News

The Population Studies Center Year in Review: 2023

December 05, 2023

As we celebrate and look ahead to the new year, we’d like to share some of the highlights we’ve seen at PSC in 2023, and toast the excellence in population research and training that they represent. Thanks to the Population Studies Center’s thriving community and cheers to these 12 accomplishments and many more.

Image Source: The New York Times. The richest Black women have infant mortality rates at about the same level as the poorest white women.

1. Research from PSC’s Sarah Miller et al was among the first to show how the risks of childbirth vary by both race and parental income, and how Black families, regardless of their socioeconomic status, are disproportionately affected. The New York Times featured the study in February: “Childbirth is Deadlier for Black Families Even When They’re Rich, Expansive Study Finds.” 
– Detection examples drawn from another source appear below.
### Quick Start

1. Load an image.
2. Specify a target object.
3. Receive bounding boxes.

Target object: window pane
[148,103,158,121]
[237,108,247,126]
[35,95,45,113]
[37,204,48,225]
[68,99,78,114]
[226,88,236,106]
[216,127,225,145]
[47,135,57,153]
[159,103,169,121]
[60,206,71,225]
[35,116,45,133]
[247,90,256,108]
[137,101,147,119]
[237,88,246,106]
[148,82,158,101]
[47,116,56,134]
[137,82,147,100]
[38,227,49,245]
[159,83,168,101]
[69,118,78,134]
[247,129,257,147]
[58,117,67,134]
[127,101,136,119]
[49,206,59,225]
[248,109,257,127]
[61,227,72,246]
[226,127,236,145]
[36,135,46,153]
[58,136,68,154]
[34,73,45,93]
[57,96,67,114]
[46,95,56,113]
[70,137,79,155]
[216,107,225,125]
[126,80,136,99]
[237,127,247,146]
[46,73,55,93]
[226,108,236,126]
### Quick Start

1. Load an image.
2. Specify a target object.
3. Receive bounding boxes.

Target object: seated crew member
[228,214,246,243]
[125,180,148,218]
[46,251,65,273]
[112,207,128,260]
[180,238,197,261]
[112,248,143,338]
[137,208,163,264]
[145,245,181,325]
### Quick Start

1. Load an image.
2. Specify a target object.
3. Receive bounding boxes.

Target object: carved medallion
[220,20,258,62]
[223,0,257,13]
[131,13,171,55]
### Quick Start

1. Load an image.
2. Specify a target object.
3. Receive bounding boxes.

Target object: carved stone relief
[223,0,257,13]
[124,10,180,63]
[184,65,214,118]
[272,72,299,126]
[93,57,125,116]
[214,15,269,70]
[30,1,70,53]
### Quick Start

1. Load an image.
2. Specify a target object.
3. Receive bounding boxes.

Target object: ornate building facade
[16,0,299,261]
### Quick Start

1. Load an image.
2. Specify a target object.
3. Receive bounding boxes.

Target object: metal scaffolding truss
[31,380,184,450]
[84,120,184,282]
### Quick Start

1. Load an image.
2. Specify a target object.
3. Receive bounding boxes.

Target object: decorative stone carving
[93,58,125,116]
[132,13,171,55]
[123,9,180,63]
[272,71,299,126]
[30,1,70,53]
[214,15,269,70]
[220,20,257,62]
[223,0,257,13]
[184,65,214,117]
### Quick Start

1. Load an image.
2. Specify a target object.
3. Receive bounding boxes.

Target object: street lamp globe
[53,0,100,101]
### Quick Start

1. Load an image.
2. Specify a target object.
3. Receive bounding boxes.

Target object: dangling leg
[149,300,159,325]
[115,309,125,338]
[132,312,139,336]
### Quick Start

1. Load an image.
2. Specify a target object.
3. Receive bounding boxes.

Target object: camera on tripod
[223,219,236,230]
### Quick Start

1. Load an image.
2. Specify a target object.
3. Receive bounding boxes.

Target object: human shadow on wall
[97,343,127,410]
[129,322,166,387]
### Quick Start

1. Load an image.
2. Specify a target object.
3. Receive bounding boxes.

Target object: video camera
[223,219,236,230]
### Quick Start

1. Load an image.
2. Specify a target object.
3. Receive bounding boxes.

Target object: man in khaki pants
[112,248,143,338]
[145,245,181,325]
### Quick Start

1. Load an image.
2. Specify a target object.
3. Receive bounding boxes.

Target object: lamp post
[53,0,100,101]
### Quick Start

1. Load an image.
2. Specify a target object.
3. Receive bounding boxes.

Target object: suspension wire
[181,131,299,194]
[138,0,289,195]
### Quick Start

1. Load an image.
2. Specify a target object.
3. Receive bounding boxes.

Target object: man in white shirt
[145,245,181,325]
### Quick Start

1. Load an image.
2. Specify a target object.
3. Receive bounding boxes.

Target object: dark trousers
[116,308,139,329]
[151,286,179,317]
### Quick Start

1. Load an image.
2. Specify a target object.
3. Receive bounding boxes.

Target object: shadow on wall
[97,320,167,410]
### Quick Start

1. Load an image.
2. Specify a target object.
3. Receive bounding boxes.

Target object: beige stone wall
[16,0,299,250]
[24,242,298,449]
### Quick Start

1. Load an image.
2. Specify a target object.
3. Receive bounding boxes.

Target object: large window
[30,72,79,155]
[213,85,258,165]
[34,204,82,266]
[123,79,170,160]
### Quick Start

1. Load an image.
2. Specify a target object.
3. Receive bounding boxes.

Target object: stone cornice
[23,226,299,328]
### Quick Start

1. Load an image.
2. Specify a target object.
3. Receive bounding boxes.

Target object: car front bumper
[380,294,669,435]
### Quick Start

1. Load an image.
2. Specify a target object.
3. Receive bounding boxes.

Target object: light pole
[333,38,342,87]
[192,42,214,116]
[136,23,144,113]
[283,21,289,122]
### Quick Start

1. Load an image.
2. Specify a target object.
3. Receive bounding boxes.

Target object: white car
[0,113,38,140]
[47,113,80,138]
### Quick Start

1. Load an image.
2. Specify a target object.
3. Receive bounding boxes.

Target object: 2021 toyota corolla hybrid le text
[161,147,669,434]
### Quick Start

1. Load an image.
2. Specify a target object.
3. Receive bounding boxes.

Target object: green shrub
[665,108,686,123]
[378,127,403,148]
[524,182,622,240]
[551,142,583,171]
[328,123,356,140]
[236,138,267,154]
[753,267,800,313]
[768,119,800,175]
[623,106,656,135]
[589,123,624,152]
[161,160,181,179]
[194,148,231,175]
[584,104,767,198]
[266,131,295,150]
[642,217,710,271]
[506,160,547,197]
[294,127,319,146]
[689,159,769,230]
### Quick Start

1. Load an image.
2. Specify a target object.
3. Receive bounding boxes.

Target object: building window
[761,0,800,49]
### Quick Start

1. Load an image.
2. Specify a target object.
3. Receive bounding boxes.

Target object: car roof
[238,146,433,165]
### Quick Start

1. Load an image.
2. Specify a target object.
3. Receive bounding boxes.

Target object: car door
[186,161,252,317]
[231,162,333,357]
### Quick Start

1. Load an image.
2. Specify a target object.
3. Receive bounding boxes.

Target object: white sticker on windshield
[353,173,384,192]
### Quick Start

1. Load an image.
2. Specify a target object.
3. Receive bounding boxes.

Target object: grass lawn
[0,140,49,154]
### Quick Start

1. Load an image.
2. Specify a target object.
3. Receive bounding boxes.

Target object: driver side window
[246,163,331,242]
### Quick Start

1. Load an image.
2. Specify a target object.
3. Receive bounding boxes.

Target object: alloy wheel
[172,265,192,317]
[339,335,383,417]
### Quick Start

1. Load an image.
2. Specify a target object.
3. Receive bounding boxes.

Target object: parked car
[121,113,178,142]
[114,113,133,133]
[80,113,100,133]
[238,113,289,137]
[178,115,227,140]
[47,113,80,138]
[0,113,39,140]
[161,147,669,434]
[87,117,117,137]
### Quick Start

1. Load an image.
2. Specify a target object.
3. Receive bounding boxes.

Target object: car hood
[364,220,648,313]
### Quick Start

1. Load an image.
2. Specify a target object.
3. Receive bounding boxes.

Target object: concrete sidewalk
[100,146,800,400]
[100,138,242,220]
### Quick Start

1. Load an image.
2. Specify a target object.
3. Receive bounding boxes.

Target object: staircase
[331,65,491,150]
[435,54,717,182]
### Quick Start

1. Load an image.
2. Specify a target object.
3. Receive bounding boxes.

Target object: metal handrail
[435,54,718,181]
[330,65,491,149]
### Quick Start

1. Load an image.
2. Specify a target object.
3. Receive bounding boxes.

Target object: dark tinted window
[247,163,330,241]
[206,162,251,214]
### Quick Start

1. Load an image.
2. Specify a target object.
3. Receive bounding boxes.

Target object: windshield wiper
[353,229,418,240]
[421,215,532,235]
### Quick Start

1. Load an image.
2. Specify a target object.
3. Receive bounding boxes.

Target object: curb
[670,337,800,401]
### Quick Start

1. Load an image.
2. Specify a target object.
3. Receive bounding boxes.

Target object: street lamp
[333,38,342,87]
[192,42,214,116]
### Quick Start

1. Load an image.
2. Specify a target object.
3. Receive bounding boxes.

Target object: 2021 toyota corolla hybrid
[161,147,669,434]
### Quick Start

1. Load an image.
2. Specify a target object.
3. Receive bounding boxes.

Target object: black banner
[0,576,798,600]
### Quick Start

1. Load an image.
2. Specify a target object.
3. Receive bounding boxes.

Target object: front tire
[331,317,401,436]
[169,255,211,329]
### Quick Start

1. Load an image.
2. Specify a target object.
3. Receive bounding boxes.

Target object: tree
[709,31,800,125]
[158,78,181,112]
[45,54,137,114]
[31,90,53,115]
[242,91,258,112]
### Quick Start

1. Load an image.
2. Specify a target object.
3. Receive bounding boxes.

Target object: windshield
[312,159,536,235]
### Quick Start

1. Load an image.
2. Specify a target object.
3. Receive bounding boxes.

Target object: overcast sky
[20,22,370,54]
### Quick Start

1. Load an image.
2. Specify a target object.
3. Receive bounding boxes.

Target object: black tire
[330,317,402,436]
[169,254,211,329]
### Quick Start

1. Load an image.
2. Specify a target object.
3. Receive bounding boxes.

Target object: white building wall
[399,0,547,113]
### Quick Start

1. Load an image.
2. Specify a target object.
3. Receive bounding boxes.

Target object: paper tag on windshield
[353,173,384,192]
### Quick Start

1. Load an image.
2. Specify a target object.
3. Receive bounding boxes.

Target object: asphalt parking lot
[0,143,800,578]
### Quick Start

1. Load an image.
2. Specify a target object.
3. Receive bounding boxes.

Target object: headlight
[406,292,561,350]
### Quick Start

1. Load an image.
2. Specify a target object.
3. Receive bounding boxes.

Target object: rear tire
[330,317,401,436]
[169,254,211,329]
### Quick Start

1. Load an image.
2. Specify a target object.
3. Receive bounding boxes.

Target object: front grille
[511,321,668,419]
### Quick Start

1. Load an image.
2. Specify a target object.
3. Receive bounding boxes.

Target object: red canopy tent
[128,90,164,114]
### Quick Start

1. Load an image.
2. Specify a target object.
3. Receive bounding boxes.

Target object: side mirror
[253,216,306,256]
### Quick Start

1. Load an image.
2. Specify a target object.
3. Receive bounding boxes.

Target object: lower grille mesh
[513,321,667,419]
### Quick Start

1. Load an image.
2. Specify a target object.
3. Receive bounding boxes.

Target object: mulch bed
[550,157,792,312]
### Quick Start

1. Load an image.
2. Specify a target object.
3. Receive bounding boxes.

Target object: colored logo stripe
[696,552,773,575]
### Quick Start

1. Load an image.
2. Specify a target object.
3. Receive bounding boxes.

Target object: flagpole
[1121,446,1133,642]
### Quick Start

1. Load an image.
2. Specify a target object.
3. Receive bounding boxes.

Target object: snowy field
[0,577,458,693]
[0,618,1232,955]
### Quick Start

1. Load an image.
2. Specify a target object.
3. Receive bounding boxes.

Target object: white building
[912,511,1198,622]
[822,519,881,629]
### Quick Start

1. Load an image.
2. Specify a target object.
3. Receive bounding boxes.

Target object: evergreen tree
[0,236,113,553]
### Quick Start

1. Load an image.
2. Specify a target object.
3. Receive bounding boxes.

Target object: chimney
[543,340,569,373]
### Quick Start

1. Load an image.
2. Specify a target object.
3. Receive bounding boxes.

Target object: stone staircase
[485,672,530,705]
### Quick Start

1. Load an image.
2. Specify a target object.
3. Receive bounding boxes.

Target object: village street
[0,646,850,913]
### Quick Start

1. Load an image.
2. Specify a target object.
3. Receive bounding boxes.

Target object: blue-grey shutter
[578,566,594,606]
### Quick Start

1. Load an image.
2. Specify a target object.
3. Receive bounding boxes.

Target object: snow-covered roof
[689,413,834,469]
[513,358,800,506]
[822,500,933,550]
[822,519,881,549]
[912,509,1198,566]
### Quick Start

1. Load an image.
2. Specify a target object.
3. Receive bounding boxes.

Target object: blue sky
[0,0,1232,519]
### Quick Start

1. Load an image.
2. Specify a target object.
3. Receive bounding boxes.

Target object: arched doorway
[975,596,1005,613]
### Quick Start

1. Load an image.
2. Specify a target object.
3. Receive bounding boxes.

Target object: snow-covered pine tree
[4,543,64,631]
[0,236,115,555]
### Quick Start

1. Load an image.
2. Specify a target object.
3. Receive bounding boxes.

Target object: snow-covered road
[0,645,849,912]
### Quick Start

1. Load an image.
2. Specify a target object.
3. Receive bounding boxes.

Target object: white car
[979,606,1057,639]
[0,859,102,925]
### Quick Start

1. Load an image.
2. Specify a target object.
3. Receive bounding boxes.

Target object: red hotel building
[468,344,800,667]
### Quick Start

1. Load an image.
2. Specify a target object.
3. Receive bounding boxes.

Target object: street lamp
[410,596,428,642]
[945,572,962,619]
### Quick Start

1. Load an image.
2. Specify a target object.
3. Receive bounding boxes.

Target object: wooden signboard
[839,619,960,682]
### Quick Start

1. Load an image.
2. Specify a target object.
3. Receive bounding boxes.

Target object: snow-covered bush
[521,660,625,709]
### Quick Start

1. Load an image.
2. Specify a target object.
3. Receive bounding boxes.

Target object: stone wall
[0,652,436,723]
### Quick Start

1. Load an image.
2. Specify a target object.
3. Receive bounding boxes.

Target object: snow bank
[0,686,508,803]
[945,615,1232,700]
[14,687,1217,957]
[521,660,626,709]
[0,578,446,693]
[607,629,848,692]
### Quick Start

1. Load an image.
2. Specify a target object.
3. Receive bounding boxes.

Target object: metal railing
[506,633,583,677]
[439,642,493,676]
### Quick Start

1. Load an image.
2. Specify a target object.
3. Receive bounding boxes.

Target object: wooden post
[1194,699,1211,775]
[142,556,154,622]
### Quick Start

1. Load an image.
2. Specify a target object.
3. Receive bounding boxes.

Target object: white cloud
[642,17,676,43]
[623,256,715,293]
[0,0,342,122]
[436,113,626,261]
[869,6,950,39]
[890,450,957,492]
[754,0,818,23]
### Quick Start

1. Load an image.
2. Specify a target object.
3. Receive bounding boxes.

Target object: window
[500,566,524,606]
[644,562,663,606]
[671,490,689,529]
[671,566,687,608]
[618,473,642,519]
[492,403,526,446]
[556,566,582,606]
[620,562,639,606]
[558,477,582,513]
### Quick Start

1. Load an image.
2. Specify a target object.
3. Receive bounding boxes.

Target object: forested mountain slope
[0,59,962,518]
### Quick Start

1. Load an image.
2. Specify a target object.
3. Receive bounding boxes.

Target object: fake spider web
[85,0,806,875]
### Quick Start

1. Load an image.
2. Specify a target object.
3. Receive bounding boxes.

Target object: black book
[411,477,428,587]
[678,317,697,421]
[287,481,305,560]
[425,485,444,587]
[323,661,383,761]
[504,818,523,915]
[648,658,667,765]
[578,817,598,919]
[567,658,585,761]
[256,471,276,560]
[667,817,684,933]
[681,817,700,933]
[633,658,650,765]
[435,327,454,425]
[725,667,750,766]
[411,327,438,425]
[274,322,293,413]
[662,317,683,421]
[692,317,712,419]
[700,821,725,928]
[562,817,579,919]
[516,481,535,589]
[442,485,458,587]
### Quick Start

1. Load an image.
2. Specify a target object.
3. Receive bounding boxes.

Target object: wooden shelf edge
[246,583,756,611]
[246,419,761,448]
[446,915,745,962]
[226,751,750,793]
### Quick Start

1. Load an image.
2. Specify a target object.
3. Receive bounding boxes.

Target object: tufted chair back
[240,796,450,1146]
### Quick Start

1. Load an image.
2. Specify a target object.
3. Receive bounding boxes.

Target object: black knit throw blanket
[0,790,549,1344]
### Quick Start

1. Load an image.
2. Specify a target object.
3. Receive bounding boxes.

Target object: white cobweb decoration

Flint Vehicle City: No Justice No Peace

2. PSC Trainee Erykah Benson conducted survey research in Michigan this year probing public support for reparations. The University of Michigan’s Detroit Metro Area Communities Study and the Center for Racial Justice found that the majority of Detroiters and the majority of Flint residents support reparations.

Difference in Differences Workshop presented by Pedro H. C. Sant'Anna on Jan. 21, 2023

3. PDHP held two workshops on Differences in Differences in 2023, with Pedro H. C. Sant’Anna and Jonathan Roth, breaking previous attendance records for such programs. PDHP’s workshops are free and open to the public, and a playlist of past offerings is on YouTube.

Arline T Geronimus

4. Arline Geronimus, who coined the term “weathering” to describe the corrosive effects of systemic oppression on marginalized people’s bodies, published a new book to great acclaim, Weathering: The Extraordinary Stress of Ordinary Life in an Unjust Society (Little, Brown Spark) that is the culmination of almost 40 years of research on populations who experience systemic cultural oppression, long-term material hardship, exploitation, stigma and political marginalization.

Arland Thornton

5. In March, PSC hosted an ISR retirement celebration honoring the legendary Arland Thornton known for research work in sociology and demography, his legacy of mentorship, and for pioneering the study of developmental idealism. Thornton’s career will be celebrated at the Annual Meeting of the Population Association of America (PAA), where he served as president, on April 17, 2024.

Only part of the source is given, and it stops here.